Although the state-of-the-art in sentiment analysis exceeds human-level performance standing at about 90% accuracy, its binary classification mechanism only captures how an entity perceived rather than why it is perceived in a certain manner.
This motivates the need to identify the nuances of feeling portrayed by human emotions, which would provide explicit, actionable.
In human interactions, only part of the message is transmitted verbally as the vocal and visual elements often hold more weight.
We account for the textual and visual modalities using a multi-input network.
The proliferation of social media has fueled recent progress in sentiment analysis as the massive streams of subjective textual and visual information encouraged the automatic collection of affective corpora.
We compile a multimodal dataset of Tumblr posts comprising text and pictures and aim to predict emotion hashtags attached by users.

Summary

We collect a multimodal dataset using the Tumblr API, fetching those text posts accompanied by images that contain an emotion hashtag e.g. #amazed.

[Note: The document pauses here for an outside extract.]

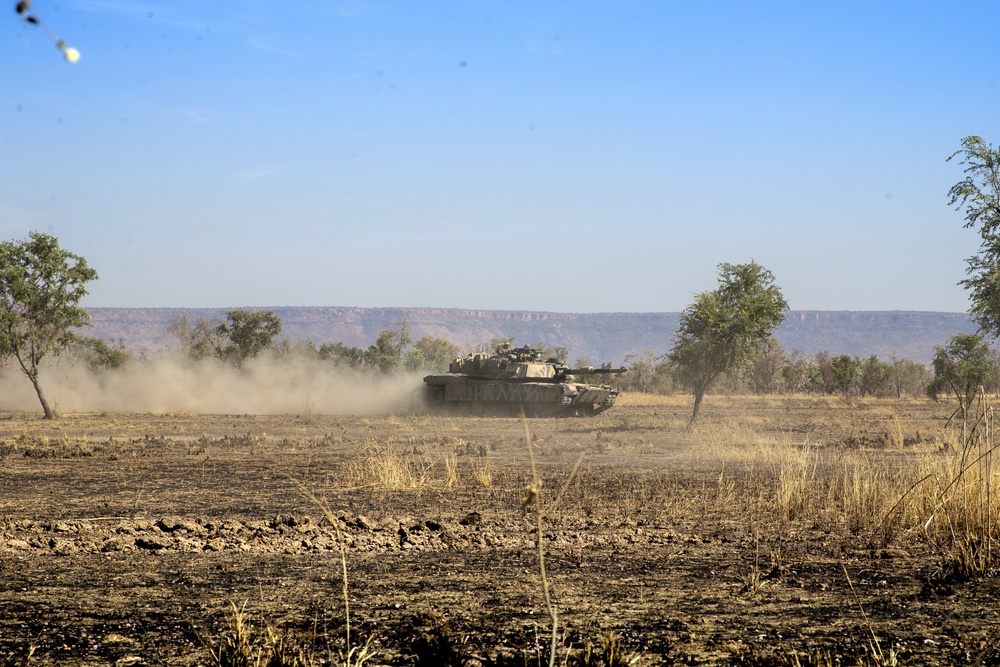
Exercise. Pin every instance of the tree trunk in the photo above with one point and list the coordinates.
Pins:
(49, 414)
(699, 395)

We explore the relevance of the textual and visual modalities in expressing emotions by training a set of DL models to perform single- and multi-modal emotion classification:
- For textual emotion analysis, we compose a module comprising single LSTM layer of 1024 units, followed by a softmax layer producing a probability distribution over the set of emotions. This topology is the result of a hyperparameter grid search over the number of layers and neurons per layer.
- For visual emotion analysis, we perform transfer learning on InceptionV3, motivated by its ability to discover intricate structures in training data as our problem requires learning representations at a high level of abstraction.
- For multimodal emotion analysis, we concatenate the outputs of the single-modality networks, on top of which a Softmax function produces a probability distribution over the emotion spectrum.
The accuracy scores achieved by these networks are 68%, 41%, and 62% for textual, visual and multimodal emotion recognition, respectively. The multimodal accuracy comes in contradiction with the findings of DeepSentiment, the state-of-the-art in Tumblr emotion recognition, which noted an improvement when using images alongside text.